Cette démonstration d’unité était d’ailleurs loin d’être inutile tant les Américains se sont appliqués à isoler la France depuis le début de l’Assemblée générale des Nations unies. Car si George Bush s’est entretenu avec le président français, il n’a pas cru en effet bon d’en rendre compte à la presse, tandis que Jacques Chirac se contentait pour sa part d’indiquer que «des divergences» subsistaient entres les deux pays. Le président américain a en revanche tenu à médiatiser sa rencontre avec le chancelier allemand, la première après seize mois de brouille. Par deux fois, il a appelé devant les caméras son hôte par son prénom en assurant : «Nous avons eu des différences, c’est fini, et nous allons travailler ensemble».

Mais cette réconciliation semble avoir ses limites. Selon les observateurs en effet, si les rapports germano-américains sont passés de l’ère glaciaire à une température plus clémente, ils n’en sont pas pour autant au beau fixe. Sur le fond en effet, l’Allemagne, comme la France, ne partage pas du tout le point de vue américain sur le dossier irakien, tous deux plaidant en effet pour un transfert rapide de souveraineté aux Irakiens. Les deux pays s’opposent en outre encore à Washington sur le rôle des Nations unies dans la reconstruction du pays.

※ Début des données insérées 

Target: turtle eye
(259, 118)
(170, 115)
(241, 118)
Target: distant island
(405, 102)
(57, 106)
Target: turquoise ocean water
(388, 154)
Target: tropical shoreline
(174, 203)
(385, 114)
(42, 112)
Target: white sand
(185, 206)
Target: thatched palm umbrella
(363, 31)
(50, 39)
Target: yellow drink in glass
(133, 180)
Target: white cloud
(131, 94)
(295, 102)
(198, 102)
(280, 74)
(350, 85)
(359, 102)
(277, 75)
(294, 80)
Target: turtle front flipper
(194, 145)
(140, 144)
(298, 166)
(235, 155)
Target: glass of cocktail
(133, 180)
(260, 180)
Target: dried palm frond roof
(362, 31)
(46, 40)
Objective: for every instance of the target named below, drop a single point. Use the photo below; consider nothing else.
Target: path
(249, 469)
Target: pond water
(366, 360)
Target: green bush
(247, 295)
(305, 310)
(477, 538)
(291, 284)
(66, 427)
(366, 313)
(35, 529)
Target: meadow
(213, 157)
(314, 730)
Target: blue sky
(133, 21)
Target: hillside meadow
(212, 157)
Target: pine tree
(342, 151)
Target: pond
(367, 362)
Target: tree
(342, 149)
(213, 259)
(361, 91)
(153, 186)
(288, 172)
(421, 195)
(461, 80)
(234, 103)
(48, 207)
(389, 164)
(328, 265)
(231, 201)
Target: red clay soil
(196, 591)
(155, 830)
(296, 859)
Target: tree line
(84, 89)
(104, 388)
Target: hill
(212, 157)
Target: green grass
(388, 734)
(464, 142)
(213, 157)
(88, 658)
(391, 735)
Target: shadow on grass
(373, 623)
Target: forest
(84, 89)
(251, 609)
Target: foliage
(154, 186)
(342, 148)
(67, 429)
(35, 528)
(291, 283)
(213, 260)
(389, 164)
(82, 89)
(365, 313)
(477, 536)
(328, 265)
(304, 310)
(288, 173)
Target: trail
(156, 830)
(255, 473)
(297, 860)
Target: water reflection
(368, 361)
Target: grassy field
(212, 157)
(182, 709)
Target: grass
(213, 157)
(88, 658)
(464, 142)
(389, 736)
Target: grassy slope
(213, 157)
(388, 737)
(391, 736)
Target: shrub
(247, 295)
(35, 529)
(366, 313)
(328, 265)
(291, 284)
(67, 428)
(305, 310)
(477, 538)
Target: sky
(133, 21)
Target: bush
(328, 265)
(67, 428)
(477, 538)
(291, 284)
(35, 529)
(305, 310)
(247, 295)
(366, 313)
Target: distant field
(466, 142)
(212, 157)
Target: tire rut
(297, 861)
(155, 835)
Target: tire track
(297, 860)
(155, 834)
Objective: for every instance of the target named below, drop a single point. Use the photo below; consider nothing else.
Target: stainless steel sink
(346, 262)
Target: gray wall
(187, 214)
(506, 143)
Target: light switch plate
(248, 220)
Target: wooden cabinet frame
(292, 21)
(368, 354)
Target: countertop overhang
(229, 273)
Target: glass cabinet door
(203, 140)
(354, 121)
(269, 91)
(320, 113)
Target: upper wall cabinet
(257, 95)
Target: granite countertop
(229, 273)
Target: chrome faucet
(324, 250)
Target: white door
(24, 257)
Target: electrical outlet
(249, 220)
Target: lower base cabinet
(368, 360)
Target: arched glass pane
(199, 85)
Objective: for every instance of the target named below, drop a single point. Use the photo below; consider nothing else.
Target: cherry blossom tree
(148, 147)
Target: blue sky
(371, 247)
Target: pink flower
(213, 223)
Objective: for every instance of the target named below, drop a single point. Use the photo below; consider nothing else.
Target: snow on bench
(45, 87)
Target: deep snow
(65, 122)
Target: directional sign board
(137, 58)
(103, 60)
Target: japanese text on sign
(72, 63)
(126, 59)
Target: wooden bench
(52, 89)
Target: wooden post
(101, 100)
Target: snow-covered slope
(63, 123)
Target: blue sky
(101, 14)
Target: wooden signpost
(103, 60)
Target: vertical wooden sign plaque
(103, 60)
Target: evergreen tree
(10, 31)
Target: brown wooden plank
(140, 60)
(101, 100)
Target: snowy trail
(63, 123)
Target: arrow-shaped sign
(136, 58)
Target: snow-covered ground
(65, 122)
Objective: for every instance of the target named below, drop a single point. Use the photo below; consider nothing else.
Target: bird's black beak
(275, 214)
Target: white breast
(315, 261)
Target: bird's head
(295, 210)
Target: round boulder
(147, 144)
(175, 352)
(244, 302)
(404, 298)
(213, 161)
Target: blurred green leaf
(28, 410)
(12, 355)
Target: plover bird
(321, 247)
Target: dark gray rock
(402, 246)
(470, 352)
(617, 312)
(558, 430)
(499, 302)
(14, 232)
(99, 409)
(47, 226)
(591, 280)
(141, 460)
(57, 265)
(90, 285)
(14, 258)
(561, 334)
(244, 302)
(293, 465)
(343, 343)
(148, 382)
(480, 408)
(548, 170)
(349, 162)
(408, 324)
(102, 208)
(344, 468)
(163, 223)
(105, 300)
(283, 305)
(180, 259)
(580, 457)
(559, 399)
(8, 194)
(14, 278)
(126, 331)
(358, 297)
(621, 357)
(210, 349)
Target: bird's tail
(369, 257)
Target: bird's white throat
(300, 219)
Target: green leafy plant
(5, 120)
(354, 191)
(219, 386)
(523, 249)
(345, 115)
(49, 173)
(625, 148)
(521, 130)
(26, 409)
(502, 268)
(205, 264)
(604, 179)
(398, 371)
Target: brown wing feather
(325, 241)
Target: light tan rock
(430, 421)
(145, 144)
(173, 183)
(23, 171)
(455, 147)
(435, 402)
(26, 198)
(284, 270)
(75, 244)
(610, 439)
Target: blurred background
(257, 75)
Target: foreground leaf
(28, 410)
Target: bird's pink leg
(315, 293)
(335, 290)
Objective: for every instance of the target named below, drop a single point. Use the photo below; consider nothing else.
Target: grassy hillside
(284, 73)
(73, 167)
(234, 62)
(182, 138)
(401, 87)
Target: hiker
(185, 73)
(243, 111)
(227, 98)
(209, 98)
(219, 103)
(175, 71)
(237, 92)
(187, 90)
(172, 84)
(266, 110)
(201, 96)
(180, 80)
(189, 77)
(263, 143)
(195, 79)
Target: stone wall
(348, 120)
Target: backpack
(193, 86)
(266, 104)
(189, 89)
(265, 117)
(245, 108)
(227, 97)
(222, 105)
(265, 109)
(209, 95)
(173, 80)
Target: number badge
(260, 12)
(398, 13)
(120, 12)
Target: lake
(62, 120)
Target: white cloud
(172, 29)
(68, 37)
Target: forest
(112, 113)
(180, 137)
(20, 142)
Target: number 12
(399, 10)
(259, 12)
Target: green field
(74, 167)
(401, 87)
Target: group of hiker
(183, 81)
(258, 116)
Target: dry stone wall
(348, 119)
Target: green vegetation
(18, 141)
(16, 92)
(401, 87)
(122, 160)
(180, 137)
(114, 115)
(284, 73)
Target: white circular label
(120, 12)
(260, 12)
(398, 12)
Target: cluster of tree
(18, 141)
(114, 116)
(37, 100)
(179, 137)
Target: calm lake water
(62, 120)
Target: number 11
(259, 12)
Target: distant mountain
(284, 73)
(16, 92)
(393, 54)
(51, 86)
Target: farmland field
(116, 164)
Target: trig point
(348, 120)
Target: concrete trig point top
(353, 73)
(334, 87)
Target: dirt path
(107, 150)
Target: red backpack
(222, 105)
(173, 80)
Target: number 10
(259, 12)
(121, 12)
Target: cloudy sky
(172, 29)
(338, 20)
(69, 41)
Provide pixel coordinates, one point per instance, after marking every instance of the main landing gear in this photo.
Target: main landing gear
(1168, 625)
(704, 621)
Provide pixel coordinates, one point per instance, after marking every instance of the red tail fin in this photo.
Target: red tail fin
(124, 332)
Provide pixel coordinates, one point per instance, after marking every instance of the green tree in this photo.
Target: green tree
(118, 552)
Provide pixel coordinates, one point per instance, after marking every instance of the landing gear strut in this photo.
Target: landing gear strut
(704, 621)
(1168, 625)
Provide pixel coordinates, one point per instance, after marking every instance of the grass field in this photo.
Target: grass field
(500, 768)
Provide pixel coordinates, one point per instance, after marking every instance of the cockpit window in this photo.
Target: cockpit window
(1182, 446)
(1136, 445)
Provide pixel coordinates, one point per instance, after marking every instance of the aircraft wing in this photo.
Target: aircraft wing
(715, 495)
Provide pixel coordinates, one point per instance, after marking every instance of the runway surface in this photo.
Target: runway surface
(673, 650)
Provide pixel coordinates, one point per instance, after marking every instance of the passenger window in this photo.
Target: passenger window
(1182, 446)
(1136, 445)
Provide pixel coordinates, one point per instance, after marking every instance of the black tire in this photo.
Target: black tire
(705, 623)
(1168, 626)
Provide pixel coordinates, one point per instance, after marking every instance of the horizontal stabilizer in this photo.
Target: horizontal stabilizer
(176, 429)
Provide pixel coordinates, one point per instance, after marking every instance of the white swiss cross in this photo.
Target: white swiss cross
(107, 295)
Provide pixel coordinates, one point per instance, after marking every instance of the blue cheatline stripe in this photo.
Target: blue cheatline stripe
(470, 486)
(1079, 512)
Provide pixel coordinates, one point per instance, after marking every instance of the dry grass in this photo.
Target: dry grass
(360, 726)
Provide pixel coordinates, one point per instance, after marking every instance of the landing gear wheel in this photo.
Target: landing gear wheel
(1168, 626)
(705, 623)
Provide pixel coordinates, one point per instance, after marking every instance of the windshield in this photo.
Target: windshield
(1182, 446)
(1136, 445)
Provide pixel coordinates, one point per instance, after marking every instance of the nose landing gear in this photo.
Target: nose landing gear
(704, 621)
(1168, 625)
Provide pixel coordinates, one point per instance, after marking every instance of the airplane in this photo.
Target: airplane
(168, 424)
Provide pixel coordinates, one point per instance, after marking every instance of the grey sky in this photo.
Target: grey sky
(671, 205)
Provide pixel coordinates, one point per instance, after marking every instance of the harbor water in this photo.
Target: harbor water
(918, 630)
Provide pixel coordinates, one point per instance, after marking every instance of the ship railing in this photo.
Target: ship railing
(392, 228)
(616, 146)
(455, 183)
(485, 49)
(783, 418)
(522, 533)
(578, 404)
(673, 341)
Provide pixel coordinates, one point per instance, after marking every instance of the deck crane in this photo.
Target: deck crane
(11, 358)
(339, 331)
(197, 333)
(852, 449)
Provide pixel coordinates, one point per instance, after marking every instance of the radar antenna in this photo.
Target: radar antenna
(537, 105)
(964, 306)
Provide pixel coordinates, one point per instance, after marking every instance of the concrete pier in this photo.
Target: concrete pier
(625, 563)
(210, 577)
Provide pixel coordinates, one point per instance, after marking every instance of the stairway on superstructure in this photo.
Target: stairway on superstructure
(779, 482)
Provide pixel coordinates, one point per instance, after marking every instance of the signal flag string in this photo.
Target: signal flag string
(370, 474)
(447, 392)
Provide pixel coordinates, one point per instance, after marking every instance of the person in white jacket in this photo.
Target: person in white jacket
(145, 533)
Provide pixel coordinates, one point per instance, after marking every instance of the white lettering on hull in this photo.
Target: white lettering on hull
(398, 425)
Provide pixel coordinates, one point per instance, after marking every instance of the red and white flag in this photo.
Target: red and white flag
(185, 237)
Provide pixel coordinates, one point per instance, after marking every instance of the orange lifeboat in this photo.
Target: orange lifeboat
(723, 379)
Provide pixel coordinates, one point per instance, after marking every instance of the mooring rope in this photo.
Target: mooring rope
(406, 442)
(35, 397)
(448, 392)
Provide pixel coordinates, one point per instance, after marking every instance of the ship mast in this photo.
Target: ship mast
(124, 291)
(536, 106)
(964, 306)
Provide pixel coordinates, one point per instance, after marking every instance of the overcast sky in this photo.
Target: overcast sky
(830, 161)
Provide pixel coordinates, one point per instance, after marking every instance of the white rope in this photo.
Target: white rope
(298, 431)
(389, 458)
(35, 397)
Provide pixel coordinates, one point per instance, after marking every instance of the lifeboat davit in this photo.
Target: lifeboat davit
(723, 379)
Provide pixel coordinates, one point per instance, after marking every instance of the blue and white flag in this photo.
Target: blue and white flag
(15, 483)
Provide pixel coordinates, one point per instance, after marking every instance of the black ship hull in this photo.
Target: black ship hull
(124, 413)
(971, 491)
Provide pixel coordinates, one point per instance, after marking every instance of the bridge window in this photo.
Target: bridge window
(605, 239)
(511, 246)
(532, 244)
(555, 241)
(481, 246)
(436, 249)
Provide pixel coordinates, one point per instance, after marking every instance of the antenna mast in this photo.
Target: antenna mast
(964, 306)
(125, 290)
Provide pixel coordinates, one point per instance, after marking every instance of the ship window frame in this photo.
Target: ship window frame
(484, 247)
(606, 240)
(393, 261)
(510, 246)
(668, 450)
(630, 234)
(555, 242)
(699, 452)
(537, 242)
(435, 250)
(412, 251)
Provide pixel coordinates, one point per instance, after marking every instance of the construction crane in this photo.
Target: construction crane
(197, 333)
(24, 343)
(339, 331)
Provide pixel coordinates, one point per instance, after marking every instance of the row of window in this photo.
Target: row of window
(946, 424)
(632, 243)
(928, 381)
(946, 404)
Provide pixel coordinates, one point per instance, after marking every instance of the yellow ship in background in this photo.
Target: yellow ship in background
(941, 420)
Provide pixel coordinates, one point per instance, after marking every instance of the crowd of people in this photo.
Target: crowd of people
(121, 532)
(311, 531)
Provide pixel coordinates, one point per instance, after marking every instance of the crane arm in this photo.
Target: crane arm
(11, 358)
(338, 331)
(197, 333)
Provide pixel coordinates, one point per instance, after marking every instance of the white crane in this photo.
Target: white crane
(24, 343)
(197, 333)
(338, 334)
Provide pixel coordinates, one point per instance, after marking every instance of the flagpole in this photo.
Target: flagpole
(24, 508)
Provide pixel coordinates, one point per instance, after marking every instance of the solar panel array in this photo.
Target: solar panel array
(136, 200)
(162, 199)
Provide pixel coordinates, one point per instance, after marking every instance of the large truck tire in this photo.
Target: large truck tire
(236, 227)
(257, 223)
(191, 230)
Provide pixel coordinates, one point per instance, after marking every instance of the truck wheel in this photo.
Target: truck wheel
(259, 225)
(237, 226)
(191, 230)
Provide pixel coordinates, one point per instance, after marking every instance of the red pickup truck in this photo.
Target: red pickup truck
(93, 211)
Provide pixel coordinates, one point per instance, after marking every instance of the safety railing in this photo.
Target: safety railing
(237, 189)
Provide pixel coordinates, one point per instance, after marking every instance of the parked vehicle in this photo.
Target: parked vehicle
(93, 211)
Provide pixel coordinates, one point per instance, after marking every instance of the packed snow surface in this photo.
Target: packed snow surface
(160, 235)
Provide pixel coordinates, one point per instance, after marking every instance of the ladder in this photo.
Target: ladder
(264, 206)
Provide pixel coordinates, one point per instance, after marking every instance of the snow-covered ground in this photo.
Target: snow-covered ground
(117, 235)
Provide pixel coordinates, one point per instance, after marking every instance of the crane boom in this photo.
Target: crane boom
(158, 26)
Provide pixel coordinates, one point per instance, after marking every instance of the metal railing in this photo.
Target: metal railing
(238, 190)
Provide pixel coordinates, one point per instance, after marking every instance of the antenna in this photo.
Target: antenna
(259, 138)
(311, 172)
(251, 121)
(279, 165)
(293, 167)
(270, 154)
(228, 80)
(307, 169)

Alors que de plus en plus d’experts mettent en doute la réalité même d’un camp de la paix, arguant notamment du fait qu’il ne s’agissait que d’une alliance de circonstance, les trois pays se retrouvent une nouvelle fois dans le même clan. Ni Paris, ni Berlin, ni Moscou n’ont en effet répondu à l’appel des Américains pour l’envoi de troupes en Irak et pour le financement de la reconstruction que ces derniers avaient naïvement cru pouvoir trouver dans le pétrole irakien.